The play - Lady Precious Stream by N.S. Hsuing that we performed in about 1955

Susan Childs

The play - Midsummer Night's Dream was performed - about 1951 Susan has sent several photographs (Drama section), As you Like It was performed earlier.

Thalia Childs

Do you remember the pink, blue and mint green painting of the tulips that hung in the dining room over the manltle piece? The dens in the shrubberies , and climbing the trees, Health and Safety would have a fit nowadays! Open a door and stand aside. Spare the rod and spoil the child - Miss Rainford shared her thoughts with me "That the usual interpretation at that time was that it endorsed corporal punishment.
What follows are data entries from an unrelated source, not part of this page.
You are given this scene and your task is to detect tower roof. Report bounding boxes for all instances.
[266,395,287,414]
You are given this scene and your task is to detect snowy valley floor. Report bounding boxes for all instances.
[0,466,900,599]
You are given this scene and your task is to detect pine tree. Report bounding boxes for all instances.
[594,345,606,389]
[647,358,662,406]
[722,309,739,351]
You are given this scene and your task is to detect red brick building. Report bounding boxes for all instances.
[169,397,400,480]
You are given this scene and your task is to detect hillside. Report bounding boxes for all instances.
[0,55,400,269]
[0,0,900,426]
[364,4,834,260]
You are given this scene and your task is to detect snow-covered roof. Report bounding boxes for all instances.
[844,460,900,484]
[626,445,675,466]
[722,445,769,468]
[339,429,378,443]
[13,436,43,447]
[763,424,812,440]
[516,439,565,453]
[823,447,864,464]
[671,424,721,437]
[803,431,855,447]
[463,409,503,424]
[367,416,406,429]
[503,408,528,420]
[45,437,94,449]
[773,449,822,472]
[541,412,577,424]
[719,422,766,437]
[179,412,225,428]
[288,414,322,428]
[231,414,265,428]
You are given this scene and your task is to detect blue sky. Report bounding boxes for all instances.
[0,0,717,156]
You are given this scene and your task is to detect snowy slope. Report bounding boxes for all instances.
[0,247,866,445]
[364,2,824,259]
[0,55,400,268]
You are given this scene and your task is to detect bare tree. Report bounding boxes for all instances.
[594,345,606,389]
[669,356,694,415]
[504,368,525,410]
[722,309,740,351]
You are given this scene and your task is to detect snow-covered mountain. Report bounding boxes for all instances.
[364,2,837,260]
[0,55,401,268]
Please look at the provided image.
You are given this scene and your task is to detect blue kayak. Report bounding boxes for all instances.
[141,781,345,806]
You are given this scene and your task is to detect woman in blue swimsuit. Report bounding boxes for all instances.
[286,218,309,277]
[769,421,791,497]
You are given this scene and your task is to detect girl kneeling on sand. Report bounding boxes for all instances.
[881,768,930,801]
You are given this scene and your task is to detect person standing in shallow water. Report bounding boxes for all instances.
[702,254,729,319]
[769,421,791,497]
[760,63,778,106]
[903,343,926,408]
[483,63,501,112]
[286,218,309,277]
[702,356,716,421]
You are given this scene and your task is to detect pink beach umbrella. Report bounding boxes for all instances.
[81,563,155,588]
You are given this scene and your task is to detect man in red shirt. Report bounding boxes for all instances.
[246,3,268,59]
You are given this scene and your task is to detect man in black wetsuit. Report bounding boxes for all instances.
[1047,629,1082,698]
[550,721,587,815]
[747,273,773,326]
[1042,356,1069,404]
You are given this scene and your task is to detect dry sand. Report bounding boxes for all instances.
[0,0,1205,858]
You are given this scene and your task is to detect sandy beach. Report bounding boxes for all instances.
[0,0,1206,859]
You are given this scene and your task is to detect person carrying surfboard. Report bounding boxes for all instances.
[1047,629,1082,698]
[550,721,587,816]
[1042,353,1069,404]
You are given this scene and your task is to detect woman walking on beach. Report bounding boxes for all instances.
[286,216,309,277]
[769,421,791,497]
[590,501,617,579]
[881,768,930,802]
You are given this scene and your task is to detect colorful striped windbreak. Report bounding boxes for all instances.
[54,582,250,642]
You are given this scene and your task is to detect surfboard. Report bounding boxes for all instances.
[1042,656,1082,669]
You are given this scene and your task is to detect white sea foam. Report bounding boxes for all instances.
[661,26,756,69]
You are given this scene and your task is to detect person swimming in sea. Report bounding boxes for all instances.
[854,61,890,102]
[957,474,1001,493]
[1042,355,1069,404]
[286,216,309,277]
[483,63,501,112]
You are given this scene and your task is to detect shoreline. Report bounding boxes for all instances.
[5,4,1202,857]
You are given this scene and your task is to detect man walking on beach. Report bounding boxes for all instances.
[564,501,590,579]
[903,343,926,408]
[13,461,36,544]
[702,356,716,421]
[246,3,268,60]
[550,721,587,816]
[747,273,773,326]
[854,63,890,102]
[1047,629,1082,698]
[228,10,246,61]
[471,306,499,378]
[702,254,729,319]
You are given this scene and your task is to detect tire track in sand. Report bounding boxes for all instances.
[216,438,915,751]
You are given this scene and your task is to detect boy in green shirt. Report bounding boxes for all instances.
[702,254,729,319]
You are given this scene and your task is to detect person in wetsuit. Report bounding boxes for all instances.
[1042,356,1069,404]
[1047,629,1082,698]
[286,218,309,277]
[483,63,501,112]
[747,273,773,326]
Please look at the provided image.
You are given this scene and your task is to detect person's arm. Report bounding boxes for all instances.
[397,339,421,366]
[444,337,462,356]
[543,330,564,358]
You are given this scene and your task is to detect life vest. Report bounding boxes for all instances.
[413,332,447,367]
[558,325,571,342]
She felt this was wrong and it meant love the child, without reservation. Coquerico was our French text book. I remember the serious but not frightening talk we had upstairs in Miss Rainford's room before being given freshly sharpened pencils to go to take the eleven plus. I remember the history books with pre raphaelite and water colour illustrations. I have one. The percussion band - we learnt to read music. At lunch times on Miss Rainford's table we took french names, and spoke french during the meal. Baked beans, mashed potaoes and grated cheese on Mondays with treacle pudding for afters.Vegetarians were catered for - later we ate in the small room behind the kitchen - separately. We sometimes had playtimes in the cobbled cellars with wooden pillars, as a child I thought it was because it was raining but it probably was when the Germans bombed Newton Abbot, including the railway station? My mother was on the PTA she told me miss Rainford was on the left. Several evacuees were pupils, and the local authority paid for handicapped children - in the parlance of the time - to go there instead of to state schools, the smaller classes were better for them.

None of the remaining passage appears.